Forum Moderators: Robert Charlton & goodroi
40. A method, comprising: aggregating information regarding documents that have been removed by a group of users; and assign scores to a set of documents based on the aggregated information.
41. The method of claim 40, wherein aggregating information regarding documents that have been removed by a group of users includes: identifying a set of legitimate users and a set of illegitimate users; and collecting information regarding documents that have been removed by the set of legitimate users.
42. The method of claim 40, wherein aggregating information regarding documents that have been removed by a group of users includes: identifying a set of users with a defined relationship; and collecting information regarding documents that have been removed by the set of users.
Removing documents [appft1.uspto.gov]
Abstract...The system may aggregate information regarding documents that have been removed by a group of users and assign scores to a set of documents based on the aggregated information.
[0103] The IR score, link-based score, and remove list score may be combined in some manner to generate a total score that is assigned to a document.
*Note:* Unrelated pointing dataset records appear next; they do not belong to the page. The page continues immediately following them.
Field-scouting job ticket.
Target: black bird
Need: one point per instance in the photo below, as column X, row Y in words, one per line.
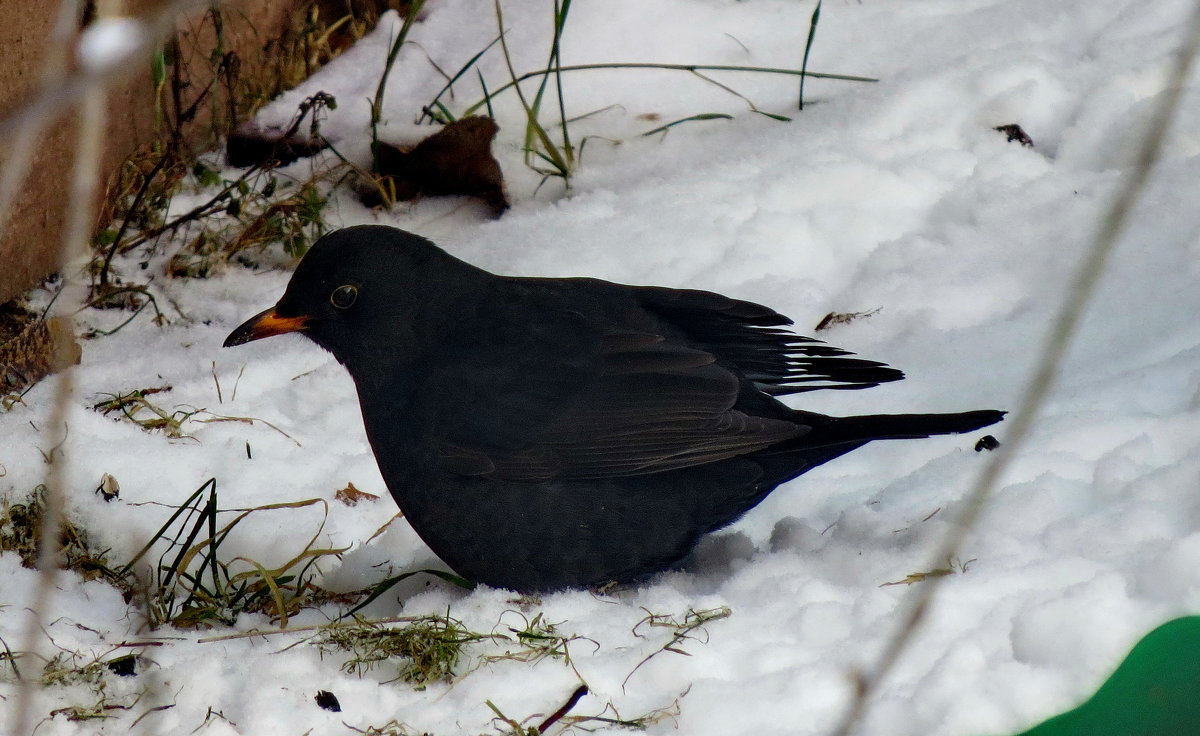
column 543, row 434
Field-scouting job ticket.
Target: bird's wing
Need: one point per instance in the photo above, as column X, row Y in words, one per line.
column 550, row 394
column 750, row 336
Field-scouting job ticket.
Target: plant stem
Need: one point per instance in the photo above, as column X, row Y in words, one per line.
column 684, row 67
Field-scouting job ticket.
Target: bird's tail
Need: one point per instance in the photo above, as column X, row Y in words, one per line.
column 840, row 430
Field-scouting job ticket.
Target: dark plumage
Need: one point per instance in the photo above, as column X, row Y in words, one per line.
column 543, row 434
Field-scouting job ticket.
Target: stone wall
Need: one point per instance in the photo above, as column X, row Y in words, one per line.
column 250, row 29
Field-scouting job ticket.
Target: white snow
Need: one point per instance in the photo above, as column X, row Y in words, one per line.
column 111, row 41
column 895, row 195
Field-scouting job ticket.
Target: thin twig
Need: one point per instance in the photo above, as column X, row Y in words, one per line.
column 81, row 221
column 1045, row 374
column 684, row 67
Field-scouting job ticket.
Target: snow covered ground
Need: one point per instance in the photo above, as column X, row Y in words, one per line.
column 897, row 195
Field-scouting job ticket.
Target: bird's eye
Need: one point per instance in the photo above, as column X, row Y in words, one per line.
column 343, row 297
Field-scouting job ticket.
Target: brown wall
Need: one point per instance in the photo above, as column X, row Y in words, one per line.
column 29, row 245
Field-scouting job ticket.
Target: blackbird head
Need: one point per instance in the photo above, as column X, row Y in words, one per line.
column 357, row 293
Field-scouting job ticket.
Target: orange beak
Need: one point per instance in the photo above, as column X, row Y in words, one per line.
column 265, row 324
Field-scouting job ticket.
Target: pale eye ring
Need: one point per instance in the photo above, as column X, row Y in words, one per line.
column 345, row 295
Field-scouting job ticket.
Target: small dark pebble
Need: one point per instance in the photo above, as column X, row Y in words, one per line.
column 1015, row 132
column 329, row 701
column 987, row 443
column 124, row 666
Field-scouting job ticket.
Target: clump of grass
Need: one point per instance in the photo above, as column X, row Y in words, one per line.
column 952, row 567
column 393, row 728
column 193, row 585
column 21, row 532
column 133, row 406
column 537, row 639
column 425, row 650
column 682, row 629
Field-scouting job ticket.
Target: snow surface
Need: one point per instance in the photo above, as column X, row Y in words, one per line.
column 897, row 195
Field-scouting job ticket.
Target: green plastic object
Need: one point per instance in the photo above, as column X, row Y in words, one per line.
column 1156, row 690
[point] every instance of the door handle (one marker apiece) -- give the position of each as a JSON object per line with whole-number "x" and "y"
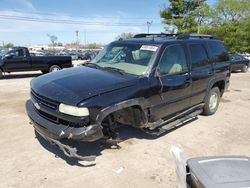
{"x": 210, "y": 73}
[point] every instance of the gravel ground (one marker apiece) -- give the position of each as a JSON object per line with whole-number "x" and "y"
{"x": 29, "y": 161}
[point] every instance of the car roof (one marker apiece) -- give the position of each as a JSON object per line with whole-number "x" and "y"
{"x": 161, "y": 39}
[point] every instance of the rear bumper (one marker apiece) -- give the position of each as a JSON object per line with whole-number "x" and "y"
{"x": 58, "y": 131}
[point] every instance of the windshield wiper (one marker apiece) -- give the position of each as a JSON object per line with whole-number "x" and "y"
{"x": 115, "y": 69}
{"x": 94, "y": 65}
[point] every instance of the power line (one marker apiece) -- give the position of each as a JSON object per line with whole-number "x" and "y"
{"x": 85, "y": 17}
{"x": 72, "y": 22}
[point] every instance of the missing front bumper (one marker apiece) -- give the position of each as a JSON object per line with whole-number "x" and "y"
{"x": 55, "y": 132}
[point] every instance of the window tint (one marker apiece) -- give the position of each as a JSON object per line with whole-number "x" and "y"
{"x": 218, "y": 51}
{"x": 198, "y": 56}
{"x": 173, "y": 60}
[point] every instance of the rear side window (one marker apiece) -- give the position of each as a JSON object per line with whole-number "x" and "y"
{"x": 198, "y": 54}
{"x": 173, "y": 60}
{"x": 219, "y": 53}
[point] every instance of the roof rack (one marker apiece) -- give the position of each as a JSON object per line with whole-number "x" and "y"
{"x": 152, "y": 35}
{"x": 200, "y": 36}
{"x": 177, "y": 36}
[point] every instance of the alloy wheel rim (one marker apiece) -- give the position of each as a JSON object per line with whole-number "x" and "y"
{"x": 213, "y": 101}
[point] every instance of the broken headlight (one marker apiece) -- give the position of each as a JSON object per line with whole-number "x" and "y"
{"x": 73, "y": 110}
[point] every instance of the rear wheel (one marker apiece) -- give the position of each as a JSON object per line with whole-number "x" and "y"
{"x": 244, "y": 68}
{"x": 54, "y": 68}
{"x": 212, "y": 101}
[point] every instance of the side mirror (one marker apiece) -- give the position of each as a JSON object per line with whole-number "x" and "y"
{"x": 157, "y": 72}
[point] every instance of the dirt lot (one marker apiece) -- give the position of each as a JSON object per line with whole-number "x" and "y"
{"x": 26, "y": 161}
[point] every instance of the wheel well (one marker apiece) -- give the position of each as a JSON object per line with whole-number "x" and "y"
{"x": 133, "y": 115}
{"x": 221, "y": 85}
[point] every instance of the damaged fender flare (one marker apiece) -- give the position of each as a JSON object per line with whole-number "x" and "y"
{"x": 119, "y": 106}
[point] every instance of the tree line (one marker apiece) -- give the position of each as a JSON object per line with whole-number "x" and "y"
{"x": 228, "y": 19}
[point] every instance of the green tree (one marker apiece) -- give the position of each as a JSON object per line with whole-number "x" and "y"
{"x": 8, "y": 45}
{"x": 53, "y": 39}
{"x": 125, "y": 36}
{"x": 184, "y": 15}
{"x": 231, "y": 22}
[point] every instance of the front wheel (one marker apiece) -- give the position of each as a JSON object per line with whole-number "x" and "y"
{"x": 54, "y": 68}
{"x": 212, "y": 102}
{"x": 244, "y": 68}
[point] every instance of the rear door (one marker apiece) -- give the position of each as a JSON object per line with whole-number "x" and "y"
{"x": 174, "y": 82}
{"x": 201, "y": 71}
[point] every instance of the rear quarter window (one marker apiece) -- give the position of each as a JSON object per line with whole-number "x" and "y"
{"x": 218, "y": 51}
{"x": 199, "y": 57}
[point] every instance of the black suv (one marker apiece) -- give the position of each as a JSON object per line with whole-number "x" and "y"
{"x": 153, "y": 82}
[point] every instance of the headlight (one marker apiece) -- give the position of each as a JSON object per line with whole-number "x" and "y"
{"x": 73, "y": 110}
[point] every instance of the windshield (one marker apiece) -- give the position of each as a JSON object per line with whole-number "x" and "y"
{"x": 129, "y": 58}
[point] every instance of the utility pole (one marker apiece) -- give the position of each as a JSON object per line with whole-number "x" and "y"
{"x": 77, "y": 38}
{"x": 199, "y": 17}
{"x": 85, "y": 39}
{"x": 149, "y": 23}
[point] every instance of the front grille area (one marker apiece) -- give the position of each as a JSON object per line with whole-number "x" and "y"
{"x": 53, "y": 106}
{"x": 44, "y": 101}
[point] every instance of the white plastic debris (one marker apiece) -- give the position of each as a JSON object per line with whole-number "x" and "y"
{"x": 119, "y": 170}
{"x": 180, "y": 161}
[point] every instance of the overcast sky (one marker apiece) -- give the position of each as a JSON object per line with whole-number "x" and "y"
{"x": 101, "y": 20}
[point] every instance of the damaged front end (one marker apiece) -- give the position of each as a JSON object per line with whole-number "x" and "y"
{"x": 54, "y": 132}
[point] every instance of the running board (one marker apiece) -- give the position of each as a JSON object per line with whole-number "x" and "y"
{"x": 161, "y": 126}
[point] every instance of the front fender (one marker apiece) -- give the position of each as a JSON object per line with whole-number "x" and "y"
{"x": 124, "y": 104}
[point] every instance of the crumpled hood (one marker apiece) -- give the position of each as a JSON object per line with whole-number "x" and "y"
{"x": 71, "y": 86}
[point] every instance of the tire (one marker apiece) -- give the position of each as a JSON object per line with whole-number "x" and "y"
{"x": 244, "y": 68}
{"x": 44, "y": 72}
{"x": 54, "y": 68}
{"x": 212, "y": 102}
{"x": 1, "y": 74}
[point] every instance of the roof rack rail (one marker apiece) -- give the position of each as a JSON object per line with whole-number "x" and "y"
{"x": 201, "y": 36}
{"x": 152, "y": 35}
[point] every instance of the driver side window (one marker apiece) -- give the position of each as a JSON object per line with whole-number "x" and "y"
{"x": 173, "y": 60}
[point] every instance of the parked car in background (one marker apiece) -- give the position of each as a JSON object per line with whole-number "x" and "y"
{"x": 74, "y": 56}
{"x": 239, "y": 63}
{"x": 246, "y": 55}
{"x": 19, "y": 59}
{"x": 85, "y": 55}
{"x": 151, "y": 82}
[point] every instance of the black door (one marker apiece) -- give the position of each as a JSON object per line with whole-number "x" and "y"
{"x": 17, "y": 60}
{"x": 201, "y": 71}
{"x": 174, "y": 83}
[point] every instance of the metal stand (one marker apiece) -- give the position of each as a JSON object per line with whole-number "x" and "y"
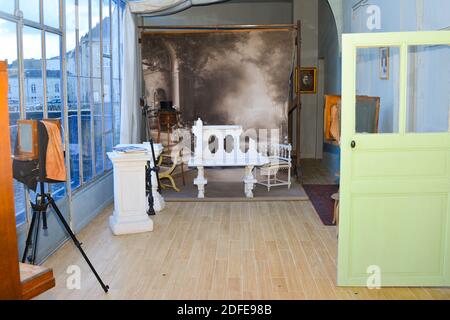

The assigned scores may be used to rank the documents (block 1830).
The section (Improving Search Results) where you pulled out that 2nd quote is a good read.
Intresting suppose I hire a group from another country get them a proxie server or servers so the ip is random and begin hitting my competition with delete actions
wonder how many will be enough to get their standings hurt or diminished...
The most legitimate, authenticated group of users I can think of are Adsense publishers who put fraudulent, replicated and garbage sites on their filtered list.
Why not AdWords "content network" advertisers who put fraudulent, replicated, and garbage sites on their filtered lists?
Why not AdWords "content network" advertisers who put fraudulent, replicated, and garbage sites on their filtered lists?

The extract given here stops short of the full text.